He de agradecer a Emery Koenig y Michael Naughton que me han ayudado a entender otra manera de presentar el principio de subsidiaridad, en un reciente artículo de la Business and Society Review. Para mí, subsidiaridad era un principio, cuyo origen está en la Doctrina Social de la Iglesia, por el que hay que respetar la autonomía de las personas o de las instituciones, de modo que lo que pueda hacer el inferior (el empleado, la comunidad local, etc.) no lo debe hacer el superior (el jefe, el gobierno regional o nacional, etc.). Ese artículo, a propósito de la atención que se presta ahora a los temas de diversidad, equidad e inclusión (DEI), ofrece una interpretación complementaria, o quizás previa.
El líder debe reconocer (conocer de nuevo) la diversidad de dones, talentos, habilidades, capacidades, contribuciones, experiencias y perspectivas de sus empleados o de los potenciales empleados. Y, una vez reconocido esto, necesita coordinar (con orden) la diversidad de dones que hacen falta para cumplir la misión de la empresa y asegurar la unidad de la institución y lo que es bueno para la sociedad. En definitiva, crea una cultura en la que se reconocen, celebran y premian (no necesariamente con dinero) las capacidades y valores de las personas.

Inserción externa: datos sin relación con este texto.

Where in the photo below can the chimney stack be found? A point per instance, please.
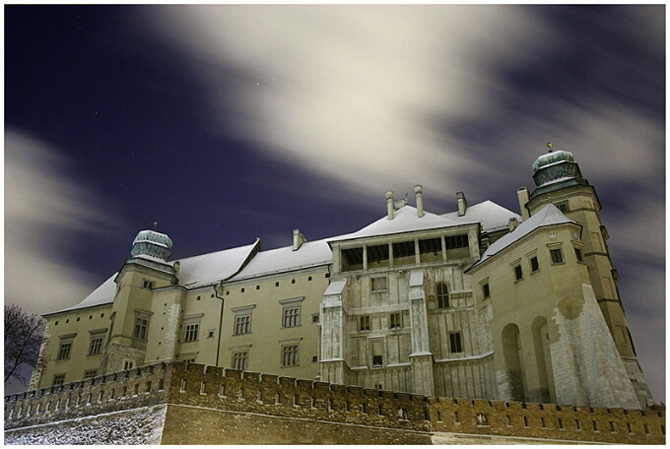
(418, 189)
(298, 239)
(522, 195)
(462, 203)
(390, 209)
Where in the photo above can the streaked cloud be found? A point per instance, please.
(46, 212)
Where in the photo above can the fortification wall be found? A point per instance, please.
(231, 406)
(123, 407)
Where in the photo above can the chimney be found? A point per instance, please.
(418, 189)
(389, 204)
(298, 239)
(522, 194)
(462, 203)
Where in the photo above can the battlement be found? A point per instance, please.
(198, 387)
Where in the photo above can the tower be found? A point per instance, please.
(559, 181)
(130, 323)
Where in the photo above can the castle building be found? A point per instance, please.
(479, 303)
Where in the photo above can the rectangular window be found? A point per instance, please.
(191, 332)
(396, 320)
(378, 284)
(242, 324)
(291, 317)
(240, 360)
(64, 350)
(455, 340)
(556, 255)
(290, 355)
(96, 346)
(365, 323)
(141, 326)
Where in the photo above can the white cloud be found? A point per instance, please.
(44, 212)
(349, 92)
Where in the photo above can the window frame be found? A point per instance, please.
(290, 355)
(442, 295)
(455, 343)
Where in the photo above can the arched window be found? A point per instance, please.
(442, 296)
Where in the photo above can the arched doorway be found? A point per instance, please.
(512, 354)
(540, 331)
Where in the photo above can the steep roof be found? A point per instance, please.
(547, 216)
(405, 219)
(285, 259)
(491, 215)
(210, 268)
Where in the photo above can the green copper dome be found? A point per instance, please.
(153, 244)
(551, 158)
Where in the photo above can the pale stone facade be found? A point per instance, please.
(481, 303)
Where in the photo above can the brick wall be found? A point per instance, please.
(207, 404)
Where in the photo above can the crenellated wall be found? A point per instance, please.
(205, 404)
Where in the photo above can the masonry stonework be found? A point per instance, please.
(193, 403)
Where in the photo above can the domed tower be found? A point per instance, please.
(130, 324)
(559, 180)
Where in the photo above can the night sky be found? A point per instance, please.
(224, 123)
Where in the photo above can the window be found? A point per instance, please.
(442, 296)
(240, 360)
(365, 323)
(455, 340)
(291, 317)
(141, 326)
(191, 332)
(96, 346)
(378, 284)
(556, 255)
(242, 324)
(64, 350)
(396, 320)
(290, 355)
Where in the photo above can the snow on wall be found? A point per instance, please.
(137, 426)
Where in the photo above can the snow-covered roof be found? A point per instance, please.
(405, 220)
(104, 294)
(491, 215)
(285, 259)
(210, 268)
(547, 216)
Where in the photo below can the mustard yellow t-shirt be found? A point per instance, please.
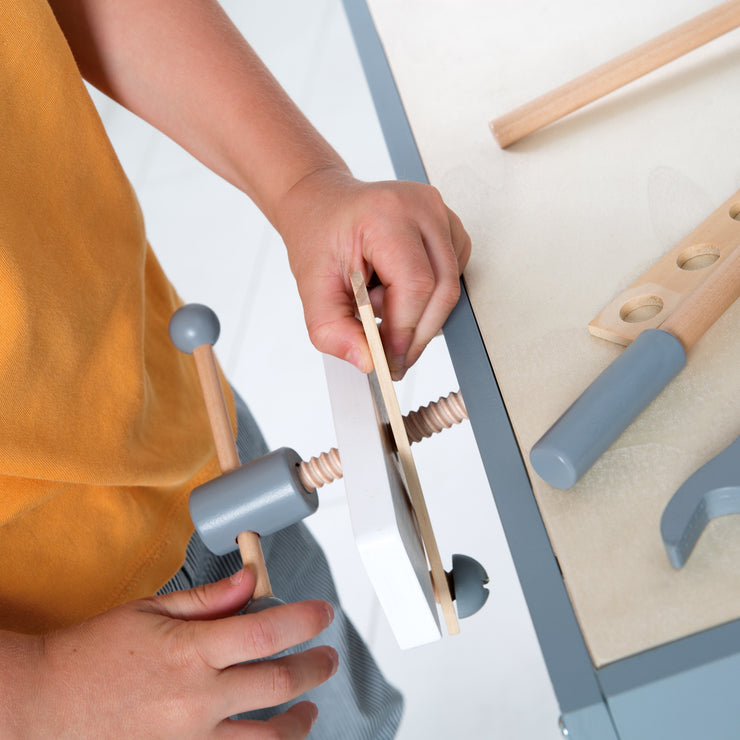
(103, 430)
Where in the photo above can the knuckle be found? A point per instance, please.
(261, 637)
(284, 680)
(421, 283)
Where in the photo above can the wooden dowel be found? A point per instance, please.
(612, 75)
(691, 318)
(228, 458)
(218, 415)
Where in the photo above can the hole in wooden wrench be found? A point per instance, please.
(697, 257)
(641, 308)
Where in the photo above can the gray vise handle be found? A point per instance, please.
(633, 380)
(263, 496)
(194, 328)
(712, 491)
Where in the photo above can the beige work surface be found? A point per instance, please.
(561, 223)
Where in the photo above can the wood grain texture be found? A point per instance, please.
(673, 278)
(228, 458)
(416, 496)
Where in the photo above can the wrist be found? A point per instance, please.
(304, 196)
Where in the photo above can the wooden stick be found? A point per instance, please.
(556, 104)
(403, 447)
(707, 303)
(228, 458)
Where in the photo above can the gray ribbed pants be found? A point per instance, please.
(356, 703)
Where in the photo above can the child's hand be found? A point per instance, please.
(334, 225)
(168, 667)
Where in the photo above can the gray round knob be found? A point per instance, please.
(192, 326)
(469, 579)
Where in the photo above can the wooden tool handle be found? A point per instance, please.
(707, 303)
(228, 458)
(612, 75)
(403, 448)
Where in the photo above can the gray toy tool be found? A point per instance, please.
(278, 489)
(712, 491)
(194, 328)
(632, 381)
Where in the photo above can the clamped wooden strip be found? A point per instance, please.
(403, 447)
(654, 296)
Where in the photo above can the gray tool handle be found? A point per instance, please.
(712, 491)
(607, 407)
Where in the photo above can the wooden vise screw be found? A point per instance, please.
(279, 489)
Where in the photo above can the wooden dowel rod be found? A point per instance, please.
(218, 415)
(556, 104)
(691, 318)
(228, 458)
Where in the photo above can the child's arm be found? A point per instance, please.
(166, 667)
(182, 65)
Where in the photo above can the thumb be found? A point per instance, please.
(210, 601)
(329, 308)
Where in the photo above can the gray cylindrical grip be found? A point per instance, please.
(262, 496)
(607, 407)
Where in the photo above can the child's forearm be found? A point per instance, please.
(19, 661)
(182, 66)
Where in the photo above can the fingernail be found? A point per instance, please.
(357, 357)
(334, 661)
(329, 613)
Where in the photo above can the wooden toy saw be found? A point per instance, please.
(389, 516)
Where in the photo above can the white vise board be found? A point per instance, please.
(382, 520)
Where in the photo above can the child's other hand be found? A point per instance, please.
(169, 667)
(403, 232)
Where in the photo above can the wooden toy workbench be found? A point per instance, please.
(561, 223)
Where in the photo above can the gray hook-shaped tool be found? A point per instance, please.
(712, 491)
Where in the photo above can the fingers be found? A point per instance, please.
(329, 309)
(293, 724)
(250, 686)
(211, 601)
(248, 637)
(421, 278)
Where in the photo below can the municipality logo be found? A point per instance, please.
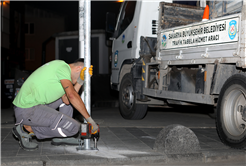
(164, 41)
(232, 31)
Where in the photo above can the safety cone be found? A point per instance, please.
(206, 14)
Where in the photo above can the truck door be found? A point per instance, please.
(122, 44)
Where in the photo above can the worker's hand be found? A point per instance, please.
(65, 99)
(91, 70)
(81, 78)
(94, 129)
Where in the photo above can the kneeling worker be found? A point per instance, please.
(55, 84)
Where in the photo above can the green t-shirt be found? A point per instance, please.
(43, 86)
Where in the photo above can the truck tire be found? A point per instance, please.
(231, 105)
(128, 108)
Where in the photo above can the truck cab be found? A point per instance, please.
(162, 53)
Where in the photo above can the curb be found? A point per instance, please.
(205, 157)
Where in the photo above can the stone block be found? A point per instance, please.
(176, 139)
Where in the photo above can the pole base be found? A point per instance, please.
(83, 148)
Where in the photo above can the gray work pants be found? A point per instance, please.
(47, 122)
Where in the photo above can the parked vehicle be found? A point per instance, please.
(164, 53)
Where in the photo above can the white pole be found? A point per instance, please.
(85, 52)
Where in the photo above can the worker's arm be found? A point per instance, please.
(77, 102)
(74, 97)
(77, 87)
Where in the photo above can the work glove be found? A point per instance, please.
(81, 78)
(94, 129)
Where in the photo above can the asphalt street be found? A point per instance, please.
(125, 142)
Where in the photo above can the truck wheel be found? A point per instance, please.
(128, 108)
(231, 110)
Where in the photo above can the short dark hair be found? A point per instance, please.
(79, 60)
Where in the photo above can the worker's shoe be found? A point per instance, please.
(66, 141)
(25, 139)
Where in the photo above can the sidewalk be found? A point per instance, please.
(118, 145)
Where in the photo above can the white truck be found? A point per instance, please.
(164, 53)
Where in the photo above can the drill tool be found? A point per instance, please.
(86, 133)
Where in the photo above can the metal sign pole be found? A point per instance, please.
(85, 52)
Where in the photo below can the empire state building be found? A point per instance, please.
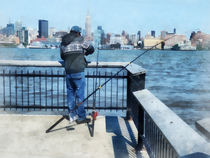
(88, 27)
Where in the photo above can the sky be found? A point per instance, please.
(113, 15)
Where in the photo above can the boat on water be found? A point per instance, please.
(40, 45)
(21, 46)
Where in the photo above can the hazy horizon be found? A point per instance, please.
(114, 16)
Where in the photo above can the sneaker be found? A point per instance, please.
(82, 120)
(72, 117)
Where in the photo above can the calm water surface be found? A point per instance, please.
(181, 79)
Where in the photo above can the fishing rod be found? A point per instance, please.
(100, 86)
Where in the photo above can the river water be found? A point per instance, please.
(180, 79)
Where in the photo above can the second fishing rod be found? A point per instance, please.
(123, 68)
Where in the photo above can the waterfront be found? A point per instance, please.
(178, 78)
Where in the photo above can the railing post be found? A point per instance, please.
(135, 82)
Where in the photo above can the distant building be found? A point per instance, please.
(9, 30)
(23, 36)
(115, 39)
(43, 29)
(174, 40)
(18, 26)
(153, 33)
(52, 32)
(88, 27)
(139, 36)
(150, 42)
(99, 36)
(133, 39)
(200, 40)
(33, 33)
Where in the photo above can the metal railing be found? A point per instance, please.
(33, 85)
(164, 134)
(38, 85)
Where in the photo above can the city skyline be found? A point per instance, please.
(186, 16)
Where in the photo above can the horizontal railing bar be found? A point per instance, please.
(132, 68)
(61, 107)
(44, 75)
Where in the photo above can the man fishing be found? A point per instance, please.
(73, 51)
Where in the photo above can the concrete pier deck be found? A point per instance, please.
(204, 126)
(24, 136)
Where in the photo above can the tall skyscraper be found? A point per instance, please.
(153, 33)
(23, 35)
(88, 26)
(43, 29)
(10, 29)
(139, 36)
(174, 30)
(18, 26)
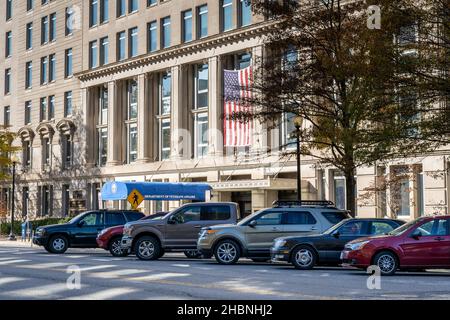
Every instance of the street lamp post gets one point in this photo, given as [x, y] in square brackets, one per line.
[14, 161]
[298, 121]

Una consecuencia de lo anterior es que los que dirigen deben poner la toma de decisiones en el nivel más bajo posible de la empresa, donde tiene lugar ese conocimiento de las personas, como he dicho más arriba. Y de ahí se derivan otras consecuencias, como la de dar frecuente feedback a los empleados, tanto sobre lo que no han hecho bien como, sobre todo, sobre lo que deben hacer para crecer como personas y contribuir al bien de la empresa y de la sociedad.